When I lived in the Bay Area in the late 90's, I was struck by the fact that everyone said the Internet and specifically the WWW was earth shattering, game-changing, and would make us forget all that preceded it (in 1998!). The point being that in the 90's, we could imagine the tremendous potential of the internet age, but the realities were still a far cry from that. A decade later we have come a very long way, but still more left on the journey.

Keep in mind that I'm a CIO who just went live with many EMR components in the past 2 months so I may be a bit more deluded than usual. I take tremendous pride with what our organization has done and how much better life truly is as a result of the system implementation. However, there is a part of me, that feels like some CEOs/CIOs in 1998 that read the press, spent the money, and built a fancy website for their company, and said "Now What?"

Just putting up the website didn't change the world. 1998 was the beginning: putting up a website or paying someone a lot of money to put up the website didn't change the game. However, everyone accepting that they were going to use the Internet over the period of a decade did change the world.

The healthcare industry accepting that we are going to use EMRs and President-Elect Obama affirming this direction will change the world. Here are 10 reasons why it hasn't changed yet. If you're glass is half-full, here are 10 things that will change in the next decade:

 

1. Can't Get Information Out. We've spent way too much time thinking about how we are going to get all that paper in the healthcare world into the EMR. We need to spend more time figuring out how we're going to get the information out in a cogent, actionable manner for the many clinicians that want to use it. We can't surf EMRs the way we surf the web. We need better data aggregation, handoff reports from one provider to the next, and a standard way of looking at a lifetime record.

2. Computers Don't Change People. An EMR does not in and of itself develop better communication between members of a care team. It gives them access to the same information, but it doesn't answer questions about what clinical processes and roles and responsibilities should be in a hospital. Even after an EMR, there will be clinical lapses: missed meds, empty handoffs, etc. Even worse, just like the e-mail age, the EMR will facilitate people talking less to one another (as an unintended consequence).

3. Not Enough Patient Participation. We can't type all of this stuff ourselves. We need more help from patients (who usually are pretty knowledgeable) to contribute to the information that we are collecting. Not all patients can type but a lot more have questions and are accustomed to using their PCs to live their lives. It's time that we tap into that potential in a responsible way and start interacting with our patients over the web channel.

4. The Data is Ugly. Anything that isn't billing data in the healthcare industry is ugly. There are inadequate nomenclature and data standards that are applied to content across all medical specialties. My apologies to the hard workings souls that are tackling these beasts across the industry (we need you), but we're not close enough yet. On top of that, even if we standardize the nomenclature, any 10 of my doctors will document the same clinical characteristic in 10 different locations in our EMR.

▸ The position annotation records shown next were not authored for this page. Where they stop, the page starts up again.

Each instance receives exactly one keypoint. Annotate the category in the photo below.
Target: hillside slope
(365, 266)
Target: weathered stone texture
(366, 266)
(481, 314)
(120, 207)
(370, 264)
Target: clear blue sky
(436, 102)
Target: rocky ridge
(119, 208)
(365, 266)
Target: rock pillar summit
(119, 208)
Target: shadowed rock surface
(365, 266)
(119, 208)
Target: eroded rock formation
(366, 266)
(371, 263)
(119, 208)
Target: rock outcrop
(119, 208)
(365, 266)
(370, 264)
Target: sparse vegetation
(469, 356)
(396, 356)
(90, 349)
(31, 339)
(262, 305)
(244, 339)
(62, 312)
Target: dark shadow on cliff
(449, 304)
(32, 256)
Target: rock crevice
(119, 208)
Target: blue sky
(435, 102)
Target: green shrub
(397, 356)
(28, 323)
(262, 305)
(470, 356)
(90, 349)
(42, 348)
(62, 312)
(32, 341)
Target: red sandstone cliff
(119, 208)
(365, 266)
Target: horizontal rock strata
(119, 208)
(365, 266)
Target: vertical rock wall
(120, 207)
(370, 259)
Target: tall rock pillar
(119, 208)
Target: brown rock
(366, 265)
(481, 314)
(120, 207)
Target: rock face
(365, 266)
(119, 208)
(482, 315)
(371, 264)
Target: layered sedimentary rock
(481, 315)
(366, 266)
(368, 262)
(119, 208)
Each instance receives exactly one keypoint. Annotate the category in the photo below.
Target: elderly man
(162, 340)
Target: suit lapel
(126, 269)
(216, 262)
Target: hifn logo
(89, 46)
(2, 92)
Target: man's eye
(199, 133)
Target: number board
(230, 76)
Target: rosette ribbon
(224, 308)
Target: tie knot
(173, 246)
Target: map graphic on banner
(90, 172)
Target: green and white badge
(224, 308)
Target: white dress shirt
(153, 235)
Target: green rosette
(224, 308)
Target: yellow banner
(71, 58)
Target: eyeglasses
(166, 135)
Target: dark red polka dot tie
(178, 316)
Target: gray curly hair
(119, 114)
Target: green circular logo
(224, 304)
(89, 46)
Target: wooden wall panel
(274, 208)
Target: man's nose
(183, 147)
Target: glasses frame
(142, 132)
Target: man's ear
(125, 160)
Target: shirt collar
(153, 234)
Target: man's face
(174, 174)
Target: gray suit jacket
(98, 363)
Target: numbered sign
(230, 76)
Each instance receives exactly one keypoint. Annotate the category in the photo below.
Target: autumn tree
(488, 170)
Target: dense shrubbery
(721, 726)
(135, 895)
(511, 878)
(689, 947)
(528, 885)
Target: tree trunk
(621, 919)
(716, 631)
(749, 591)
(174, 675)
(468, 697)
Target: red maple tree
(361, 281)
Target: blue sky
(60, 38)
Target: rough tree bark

5. We Don't Know How To Drive. Our little auto industry (EMR industry) still doesn't build cars that look the same, and most of our drivers (doctors, nurses, etc.) have never seen a car before. The net effect of this is that many of our drivers drive in second gear all day, or take 3 right turns instead of taking a left turn. Vendors need to get more intuitive user interfaces, and healthcare organizations need to get better at driver ed.

6. It Doesn't Know Me & Can't Listen. If I'm a doctor that sees patients, my EMR better know who I am when I walk up to the terminal (through proximity badge or some other technology) and better listen to what I have to say (voice recognition or similar technology). Typing takes too long, and we need more innovative user technologies (the real killer Internet app for consumers is integration with your cell.phone ---what will be the killer app for users in the EMR space?)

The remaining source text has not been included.